Later today the Obama Administration will reportedly announce major changes in the U. S. space program that may amount to the effective end of manned space flight after this decade. As a guy who has been trying to mount his own mission to the Moon I’m not yet sure how I feel about this. Maybe it is a great opportunity, but probably not.

The FY2011 federal proposed budget will be published with the following changes:

— NASA’s Constellation program to replace the Space Shuttle will be cancelled and all hardware development will be stopped including Ares 1, Ares 5 and Orion.

— The Moon is no longer the first stop in the exploration program, replaced by the so-called Flexible Path which really does not mean anything: “We are not sure where we are going, whether to the Moon, asteroids, empty space (Lagrangian points) or Phobos, so we will spend years and billions of dollars thinking about it while deferring any real mission development.”

— NASA human spaceflight will concentrate on International Space Station (ISS) flights, using commercially developed hardware (whatever that means: NASA has had zero success in relying on outsourced systems).

— There is no real post-ISS program. Maybe something will happen past 2020 but that is for the next administration to figure out.

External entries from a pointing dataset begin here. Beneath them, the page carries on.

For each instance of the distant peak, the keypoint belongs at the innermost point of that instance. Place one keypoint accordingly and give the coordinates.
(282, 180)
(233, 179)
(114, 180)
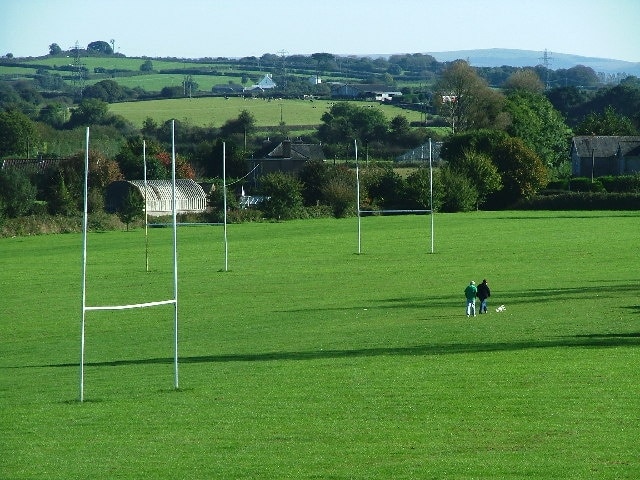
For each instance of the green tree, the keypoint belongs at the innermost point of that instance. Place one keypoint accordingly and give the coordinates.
(106, 90)
(90, 111)
(314, 177)
(482, 173)
(17, 193)
(147, 66)
(466, 100)
(54, 49)
(419, 185)
(284, 196)
(454, 191)
(539, 125)
(100, 46)
(54, 114)
(132, 207)
(522, 171)
(345, 122)
(244, 124)
(338, 191)
(607, 123)
(526, 79)
(18, 134)
(60, 200)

Where NASA goes other space agencies will follow (the Europeans, Indians, even the Russians, possibly leaving only the Chinese still headed to the Moon). The Moon is out as a destination, considered by some as too hard and others as too boring. Over the next two years we will see a serious drop-off in interest expressed by various groups (like the Google Lunar X-Prize effort).

This has happened before: back in 1990s everybody was into Mars missions (NASA, other government agencies and private groups). When NASA lost interest in Mars around 2001-03 and turned to Moon other nations followed.

On one hand this pending announcement is terribly disappointing. There is a very high chance that we will see an end to U. S. human spaceflight within the next few years. But it was probably inevitable. NASA is too screwed up to do anything else without a major restructuring and that would require spending too much Presidential capital in this terrible economy.

My Moon mission, of course, is still on.